With a tap of a tin pan the race began. Tom's horse darted ahead of the others and quickly gained a lead of 30 yards. Excited, the Snake fans rode along the track to encourage their speeding rider. Meanwhile, the other rider trailed behind. Graham's horse fell on a pole and broke its collar bone. A medic, Dr. Tilghman, rushed to the scene to tend to the rider. But Tom sped on. When he neared the finish line, he rose in his stirrups, threw back his head, and tossed his arms gracefully in the air. Field recorded that "he made a picture of wild grace and grandeur that threw us all into loud shouts of admiration." As if he were planning never to come back, Tom passed the judge's stand and rode on for nearly 30 yards.

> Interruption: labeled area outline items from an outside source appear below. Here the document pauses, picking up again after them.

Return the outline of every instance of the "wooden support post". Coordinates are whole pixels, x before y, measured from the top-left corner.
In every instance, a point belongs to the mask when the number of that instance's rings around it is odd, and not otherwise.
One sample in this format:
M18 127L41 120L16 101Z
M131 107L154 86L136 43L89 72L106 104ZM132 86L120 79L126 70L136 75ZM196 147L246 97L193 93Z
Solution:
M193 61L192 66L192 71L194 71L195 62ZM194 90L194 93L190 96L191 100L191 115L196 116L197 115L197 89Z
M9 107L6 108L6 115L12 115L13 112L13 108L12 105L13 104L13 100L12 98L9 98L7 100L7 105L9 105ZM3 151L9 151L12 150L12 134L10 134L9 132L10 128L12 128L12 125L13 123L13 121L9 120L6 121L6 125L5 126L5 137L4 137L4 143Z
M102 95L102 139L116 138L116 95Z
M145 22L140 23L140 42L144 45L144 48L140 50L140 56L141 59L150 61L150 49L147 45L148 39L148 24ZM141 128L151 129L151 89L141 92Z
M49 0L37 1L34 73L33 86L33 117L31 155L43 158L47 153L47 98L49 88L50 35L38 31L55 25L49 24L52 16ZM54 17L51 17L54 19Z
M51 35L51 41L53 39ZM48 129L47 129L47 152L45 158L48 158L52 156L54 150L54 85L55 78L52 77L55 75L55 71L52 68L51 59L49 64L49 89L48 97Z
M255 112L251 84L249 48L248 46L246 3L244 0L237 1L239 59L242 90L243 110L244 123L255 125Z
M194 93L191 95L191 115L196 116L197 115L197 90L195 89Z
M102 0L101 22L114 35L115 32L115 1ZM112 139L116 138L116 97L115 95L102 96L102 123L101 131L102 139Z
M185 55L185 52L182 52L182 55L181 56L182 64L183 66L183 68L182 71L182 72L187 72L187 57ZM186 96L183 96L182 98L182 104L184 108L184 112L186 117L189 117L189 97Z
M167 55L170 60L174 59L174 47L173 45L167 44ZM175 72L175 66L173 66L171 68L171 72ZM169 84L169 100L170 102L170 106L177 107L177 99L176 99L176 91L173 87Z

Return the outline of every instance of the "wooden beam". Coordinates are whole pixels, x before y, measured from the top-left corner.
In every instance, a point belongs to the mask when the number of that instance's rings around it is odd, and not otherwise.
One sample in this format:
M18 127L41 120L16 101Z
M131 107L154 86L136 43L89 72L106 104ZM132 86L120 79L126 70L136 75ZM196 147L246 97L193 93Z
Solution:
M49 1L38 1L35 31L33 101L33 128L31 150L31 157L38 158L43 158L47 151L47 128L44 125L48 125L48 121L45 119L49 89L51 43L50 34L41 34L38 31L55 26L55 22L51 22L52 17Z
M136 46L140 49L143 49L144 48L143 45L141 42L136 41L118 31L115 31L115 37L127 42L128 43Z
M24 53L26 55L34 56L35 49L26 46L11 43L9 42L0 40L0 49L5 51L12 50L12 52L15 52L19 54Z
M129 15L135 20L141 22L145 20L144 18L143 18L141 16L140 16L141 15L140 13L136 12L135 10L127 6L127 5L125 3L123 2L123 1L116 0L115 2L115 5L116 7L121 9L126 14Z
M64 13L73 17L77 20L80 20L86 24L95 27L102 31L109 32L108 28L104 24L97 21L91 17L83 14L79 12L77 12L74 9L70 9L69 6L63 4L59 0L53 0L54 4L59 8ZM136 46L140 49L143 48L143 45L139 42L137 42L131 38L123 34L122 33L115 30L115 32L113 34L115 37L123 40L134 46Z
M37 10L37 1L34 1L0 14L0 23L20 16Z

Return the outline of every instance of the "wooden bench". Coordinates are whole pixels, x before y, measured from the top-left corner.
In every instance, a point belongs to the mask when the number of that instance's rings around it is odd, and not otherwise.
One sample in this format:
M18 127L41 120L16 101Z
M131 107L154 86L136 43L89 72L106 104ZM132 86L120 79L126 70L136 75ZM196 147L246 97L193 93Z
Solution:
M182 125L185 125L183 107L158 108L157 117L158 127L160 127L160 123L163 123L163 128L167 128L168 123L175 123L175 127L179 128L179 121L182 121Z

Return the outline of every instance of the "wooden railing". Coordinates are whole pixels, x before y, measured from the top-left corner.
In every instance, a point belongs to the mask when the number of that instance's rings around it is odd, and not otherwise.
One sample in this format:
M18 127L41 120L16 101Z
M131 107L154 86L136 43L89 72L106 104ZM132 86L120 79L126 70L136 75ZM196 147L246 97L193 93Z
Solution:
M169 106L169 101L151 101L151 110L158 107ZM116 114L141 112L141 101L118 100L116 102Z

He won the race at record speed of two minutes and five seconds.

The Rocky Mountain Sweepstakes ended the next day on August 17, 1843. Though several races had taken place during the three-day event, the most memorable was the one that marked the triumph of "Indian Tom." This race, as well as the weeks preceding the Sweepstakes, represented a moment of union among Native Americans, fur traders, and Europeans. In a sense, Sir William succeeded in operating one of Utah's first international sporting events.

Sources: J. F. McDermont and Kate L. Gregg, eds., Matthew Field: Prairie and Mountain Sketches (Norman: University of Oklahoma Press, 1957); LeRoy R. Hafen, ed., The Mountain Men and the Fur Trade of the Far West 10 vols. (Glendale, Calif.: Arthur H. Clark, 1965-72), see "Miles Goodyear" in vol. 7; Dale L. Morgan, "Miles Goodyear and the Founding of Ogden," Utah Historical Quarterly 21 (1953).